In one case, a confession was made after detectives lied to the defendant repeatedly during a long interrogation.
Among other things, the defendant was told that “the baby’s condition was an accident and that he would not be arrested. Several times they threatened to arrest his wife if he did not confess to abusing the baby, prompting him to say he would ‘take the rap.’ Later they told him his son, who was already brain-dead, might die if he did not help doctors by describing how he hurt the boy.”
After two days of interrogation, he said he had “thrown the infant down onto a bed forcefully three times and had hit the baby’s head accidentally against his crib. The boy would soon be declared dead. Convicted at trial of depraved indifference murder, Mr. Thomas is now serving a 25-year-to-life term in prison.”
In a similar case in which a man, Paul Aveni, was convicted for criminally negligent homicide in the 2009 death of his girlfriend, Angela Camillo, though the victim had already died from a drug overdose, “a detective told Mr. Aveni that doctors were trying to revive her and needed to know what drugs she had taken to keep her alive. Mr. Aveni immediately admitted he had injected her with heroin and had given her Xanax.”

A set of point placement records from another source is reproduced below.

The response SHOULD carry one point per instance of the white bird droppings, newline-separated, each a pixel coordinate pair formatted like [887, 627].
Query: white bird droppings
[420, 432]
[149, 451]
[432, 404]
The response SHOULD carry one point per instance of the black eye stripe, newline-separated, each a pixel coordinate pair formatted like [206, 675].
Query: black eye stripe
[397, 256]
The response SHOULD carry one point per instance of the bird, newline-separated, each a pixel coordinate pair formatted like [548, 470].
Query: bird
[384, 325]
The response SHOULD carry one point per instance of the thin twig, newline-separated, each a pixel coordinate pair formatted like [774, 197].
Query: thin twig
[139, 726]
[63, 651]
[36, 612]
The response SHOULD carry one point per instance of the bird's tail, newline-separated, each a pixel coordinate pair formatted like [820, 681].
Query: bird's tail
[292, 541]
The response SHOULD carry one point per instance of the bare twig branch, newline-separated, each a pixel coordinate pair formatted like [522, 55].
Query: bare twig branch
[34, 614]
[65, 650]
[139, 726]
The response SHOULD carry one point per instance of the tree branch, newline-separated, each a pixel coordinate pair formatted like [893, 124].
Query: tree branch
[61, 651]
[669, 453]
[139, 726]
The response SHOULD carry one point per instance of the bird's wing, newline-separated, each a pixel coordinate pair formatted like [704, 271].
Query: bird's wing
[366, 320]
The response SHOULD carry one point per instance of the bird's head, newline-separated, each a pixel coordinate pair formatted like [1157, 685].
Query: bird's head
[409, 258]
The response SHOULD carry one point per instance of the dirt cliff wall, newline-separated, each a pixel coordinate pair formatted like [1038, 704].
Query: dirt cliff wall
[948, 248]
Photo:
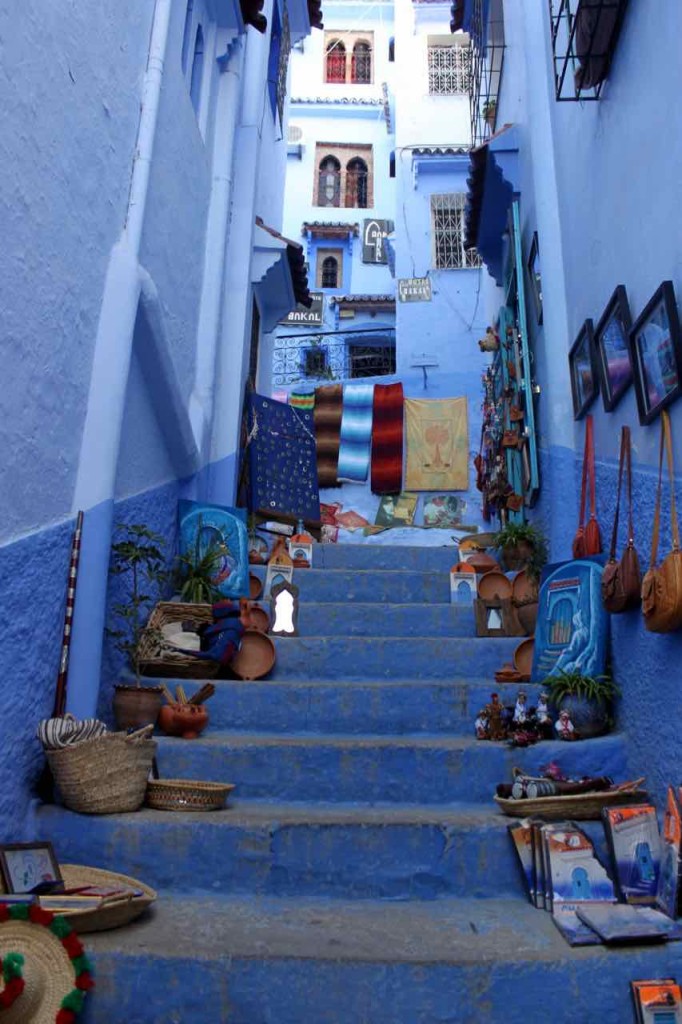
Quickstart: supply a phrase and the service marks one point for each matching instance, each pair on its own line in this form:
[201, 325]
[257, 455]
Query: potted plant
[137, 561]
[588, 699]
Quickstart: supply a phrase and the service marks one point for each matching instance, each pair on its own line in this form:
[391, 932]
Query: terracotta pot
[182, 720]
[136, 706]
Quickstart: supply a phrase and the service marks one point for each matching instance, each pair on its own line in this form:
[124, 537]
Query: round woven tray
[113, 912]
[186, 795]
[584, 806]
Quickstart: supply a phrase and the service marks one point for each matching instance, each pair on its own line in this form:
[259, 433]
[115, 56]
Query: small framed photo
[584, 383]
[29, 867]
[655, 350]
[535, 276]
[611, 338]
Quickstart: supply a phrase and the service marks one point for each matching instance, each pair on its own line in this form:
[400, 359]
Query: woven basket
[113, 911]
[186, 795]
[158, 659]
[582, 807]
[107, 775]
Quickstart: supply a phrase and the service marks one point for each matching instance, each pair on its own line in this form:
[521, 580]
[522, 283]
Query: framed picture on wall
[611, 339]
[655, 351]
[536, 278]
[584, 382]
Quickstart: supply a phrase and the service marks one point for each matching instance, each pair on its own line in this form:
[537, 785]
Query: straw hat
[48, 972]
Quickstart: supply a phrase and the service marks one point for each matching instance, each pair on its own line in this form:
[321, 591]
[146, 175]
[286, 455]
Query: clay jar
[186, 721]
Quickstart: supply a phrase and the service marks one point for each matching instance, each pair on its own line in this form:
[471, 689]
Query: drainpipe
[227, 108]
[101, 433]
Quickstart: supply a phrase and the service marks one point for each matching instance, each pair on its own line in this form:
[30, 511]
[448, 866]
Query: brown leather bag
[622, 581]
[662, 586]
[588, 537]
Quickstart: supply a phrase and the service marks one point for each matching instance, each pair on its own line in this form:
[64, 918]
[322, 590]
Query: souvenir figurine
[497, 728]
[481, 724]
[520, 709]
[564, 727]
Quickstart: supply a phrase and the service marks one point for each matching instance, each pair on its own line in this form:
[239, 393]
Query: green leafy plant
[523, 536]
[600, 689]
[138, 559]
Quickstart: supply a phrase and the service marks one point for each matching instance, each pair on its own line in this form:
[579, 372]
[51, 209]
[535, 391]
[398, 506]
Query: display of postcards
[521, 834]
[396, 510]
[574, 931]
[574, 872]
[669, 880]
[622, 923]
[635, 843]
[657, 1000]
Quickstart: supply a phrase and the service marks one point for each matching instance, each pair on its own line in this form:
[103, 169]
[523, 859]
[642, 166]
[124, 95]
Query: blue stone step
[343, 707]
[378, 556]
[414, 769]
[365, 619]
[248, 961]
[377, 657]
[375, 586]
[332, 850]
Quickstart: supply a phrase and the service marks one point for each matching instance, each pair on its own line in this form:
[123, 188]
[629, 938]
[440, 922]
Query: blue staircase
[361, 875]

In the first case, an appellate court upheld the conviction, ruling that the tactics the Troy police had employed “were not of the character as to induce a false confession.” However, the second case was thrown out, ruling that the police had implicitly threatened Aveni, saying that “his silence would lead to Camillo’s death, and then he could be charged with her homicide.”
The question is where the line should be drawn. Past court rulings allow police to deceive suspects, but “only if the final confession is voluntary, and the officer’s lies do not create a risk the suspect will also lie about what he did.”
The Times reports:
“We have precedent that says the police can use deception,” Judge Victoria A. Graffeo said about the Thomas case. “What we are trying to figure out is when you enter this area of inappropriate pressure?”
“Don’t threaten to arrest people’s wives whom you know are innocent,” Jerome K. Frost, Thomas’ attorney, answered.
“That’s a narrow rule,” Judge Pigott said.
“My rule is you don’t threaten a person’s vital interests — custody of children, freedom of their spouses,” Mr. Frost said.
Judge Smith argued, “Telling someone his child will die if he does not clearly confess makes a suspect’s words less than voluntary.”
The Times continues,“’How can it not overborne your will if you think there is even a small chance of saving your child’s life?’ he asked Ms. Egan, the lawyer for Rensselaer County. He added that Mr. Thomas had only admitted to scenarios suggested to him by the police. ‘In all these hours of testimony, the defendant didn’t come up with anything that the police didn’t feed him first,’ he said. ‘Isn’t that troubling?’”
Judge Lippman seemed to agree. “What about the officers saying 67 times we know what happened is an accident?” he asked Ms. Egan. “And 140 some odd times that he wouldn’t be arrested. How do you square that with a voluntary statement on his part?”
Clearly, it is a fine line. In these cases, there is no accusation that the police induced a false confession, but the real question is a more general question: in how many others might that not be the case?